Utente 132XXX
buongiorno,sono una donna di 48 anni e dopo una caduta a terra al lavoro, nel mese di marzo , battendo testa e zigomo, ho dovuto portare il collare per 25 giorni.
la tac capo riportava microfrattira cranica, contusione zigomatica e distorsione cervicale e rottura due denti.

dalla rsm magnetica alla colonna risultava:
protusione mediana del disco c3 e c4
in c4 e c5 piccola ernia discale in sede centrale e paramediana destra
in corrispondenza d2 e d5 filiforme alterazione di segnale centro midollare iperintensa in t2 compatibile con lieve dilatazione del canale ependimale(reperto parafisiologico)
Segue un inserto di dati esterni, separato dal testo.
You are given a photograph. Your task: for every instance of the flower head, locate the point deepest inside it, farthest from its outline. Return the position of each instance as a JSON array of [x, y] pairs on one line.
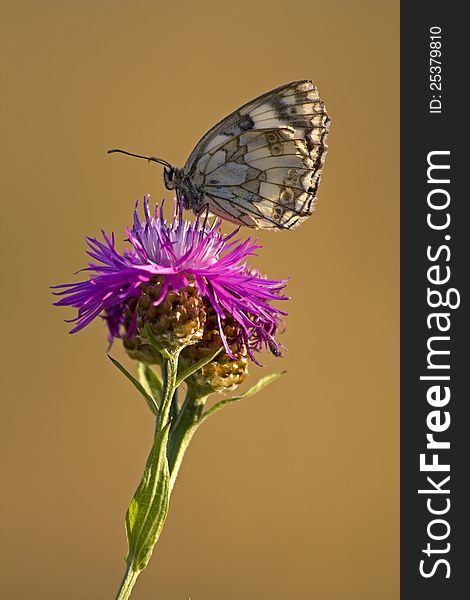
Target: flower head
[[188, 264]]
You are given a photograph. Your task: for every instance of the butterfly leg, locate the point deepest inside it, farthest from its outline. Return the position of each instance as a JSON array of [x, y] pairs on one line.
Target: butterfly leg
[[205, 209]]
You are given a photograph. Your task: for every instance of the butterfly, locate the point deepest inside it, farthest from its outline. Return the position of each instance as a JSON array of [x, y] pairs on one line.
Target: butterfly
[[261, 165]]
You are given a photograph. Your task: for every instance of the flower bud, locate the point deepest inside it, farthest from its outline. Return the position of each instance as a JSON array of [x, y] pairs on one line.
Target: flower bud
[[176, 321], [223, 373]]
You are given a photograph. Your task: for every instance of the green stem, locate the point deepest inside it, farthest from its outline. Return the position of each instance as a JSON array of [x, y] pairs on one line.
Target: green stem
[[128, 581], [169, 372], [183, 431]]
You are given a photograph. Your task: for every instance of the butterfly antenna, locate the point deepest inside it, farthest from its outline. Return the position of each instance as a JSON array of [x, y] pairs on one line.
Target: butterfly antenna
[[206, 218], [149, 158]]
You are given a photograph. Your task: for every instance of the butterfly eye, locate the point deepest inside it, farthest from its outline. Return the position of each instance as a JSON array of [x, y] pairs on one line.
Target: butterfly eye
[[169, 178]]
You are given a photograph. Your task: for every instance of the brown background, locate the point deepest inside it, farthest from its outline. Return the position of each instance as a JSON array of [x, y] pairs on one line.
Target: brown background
[[294, 493]]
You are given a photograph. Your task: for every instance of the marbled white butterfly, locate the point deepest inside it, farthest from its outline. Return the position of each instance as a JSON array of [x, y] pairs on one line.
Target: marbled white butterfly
[[261, 165]]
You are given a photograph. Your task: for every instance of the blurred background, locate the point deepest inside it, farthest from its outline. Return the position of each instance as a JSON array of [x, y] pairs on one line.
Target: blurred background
[[293, 493]]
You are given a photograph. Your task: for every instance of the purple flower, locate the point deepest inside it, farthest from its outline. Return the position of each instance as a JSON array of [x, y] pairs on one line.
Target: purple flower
[[176, 251]]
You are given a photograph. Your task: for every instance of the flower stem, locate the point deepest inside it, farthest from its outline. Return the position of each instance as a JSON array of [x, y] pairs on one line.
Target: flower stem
[[169, 372], [183, 431], [128, 581]]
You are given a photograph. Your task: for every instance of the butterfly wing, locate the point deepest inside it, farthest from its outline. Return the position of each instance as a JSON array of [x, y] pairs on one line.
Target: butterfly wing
[[261, 165]]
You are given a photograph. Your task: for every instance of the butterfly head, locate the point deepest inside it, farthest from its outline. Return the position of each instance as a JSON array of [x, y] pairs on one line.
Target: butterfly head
[[170, 177]]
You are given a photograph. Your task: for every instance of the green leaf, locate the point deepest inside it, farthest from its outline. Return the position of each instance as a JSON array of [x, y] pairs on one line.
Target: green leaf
[[151, 382], [149, 506], [148, 398], [196, 366], [262, 383]]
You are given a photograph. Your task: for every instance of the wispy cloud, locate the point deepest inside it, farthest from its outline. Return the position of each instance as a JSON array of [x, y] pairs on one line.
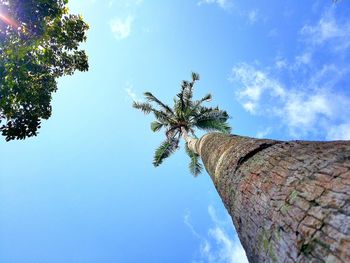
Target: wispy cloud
[[218, 245], [224, 4], [307, 93], [121, 28], [130, 92], [256, 85]]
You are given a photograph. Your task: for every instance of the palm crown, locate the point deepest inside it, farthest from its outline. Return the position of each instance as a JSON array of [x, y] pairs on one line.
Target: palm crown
[[186, 116]]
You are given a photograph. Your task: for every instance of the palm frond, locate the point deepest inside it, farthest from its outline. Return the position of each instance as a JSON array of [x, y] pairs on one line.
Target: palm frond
[[164, 151], [156, 126], [151, 98], [145, 107], [195, 76], [195, 166]]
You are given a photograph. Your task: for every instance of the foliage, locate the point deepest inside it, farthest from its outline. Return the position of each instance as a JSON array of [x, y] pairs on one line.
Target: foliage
[[186, 114], [39, 42]]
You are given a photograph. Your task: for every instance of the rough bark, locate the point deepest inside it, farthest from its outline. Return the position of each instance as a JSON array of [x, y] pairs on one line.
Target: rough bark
[[289, 201]]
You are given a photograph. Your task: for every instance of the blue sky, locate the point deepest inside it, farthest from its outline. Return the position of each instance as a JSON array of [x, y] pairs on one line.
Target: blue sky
[[85, 189]]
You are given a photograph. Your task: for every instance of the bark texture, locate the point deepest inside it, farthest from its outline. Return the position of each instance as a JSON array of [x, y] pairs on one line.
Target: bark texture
[[289, 201]]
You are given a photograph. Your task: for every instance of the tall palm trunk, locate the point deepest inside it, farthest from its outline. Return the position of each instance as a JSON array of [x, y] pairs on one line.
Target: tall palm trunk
[[289, 201]]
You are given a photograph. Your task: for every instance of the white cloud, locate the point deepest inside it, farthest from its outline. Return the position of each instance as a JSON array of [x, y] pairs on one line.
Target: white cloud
[[253, 16], [328, 31], [218, 246], [261, 134], [310, 107], [224, 4], [121, 28], [339, 132]]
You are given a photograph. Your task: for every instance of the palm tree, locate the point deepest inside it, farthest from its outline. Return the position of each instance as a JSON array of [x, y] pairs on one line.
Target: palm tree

ho accusato a lungo di vertigini,e vomito e parestia a tutto il braccio destro e ancora oggi ne soffro
ho iniziato subito la fisioterapia e sedute da osteopata. sembrava migliorata la rotazione del collo ma l’infiammazione si e’ estesa alla spalla destra, al braccio e mano dove sento tanto formicolio e ho poca sensibilita’. sono rientrata al lavoro. sono impegata e uso il mousse tutto il giorno e mi rendo conto che questo non facilita la guarigione. inoltre sono subentrate inizialmente nevraglia del trigemino e successivamente attacchi fortissimi che durano pochi secondi ma sono terribili.
settimana scorsa sono andata da un neurologo che mi ha prescritto tegretol per il trigemino e voltaren supp per ernia.
mi ha consigliato di valutare l’intervento all’ernia.
non ho ancora chiuso il sinistro con l’assicurazione aziendale in quanto gli specialisti dicono che devo essere sottoposta ad ulteriori indagini e terapie farmacologiche, se non addirittura all’intervento all’ernia)
avro’ dei danni permanenti?
al lavoro sono sottopressione i comincio a essere vittima di mobbing. non ho fatto causa all’azienda ma ho un avvocato che mi segue con l’assicurazione.
come mi devo comportare con l’azienda?

infine, pensa che potro’ recuperare oltre alle spese mediche sostenute( per ora sui 17.000 euro tra denti e fisioterapia) qualcosa per sopperire in future di fisioterapia ed altro? quale potrebbe esserre il punteggio di invalidita’?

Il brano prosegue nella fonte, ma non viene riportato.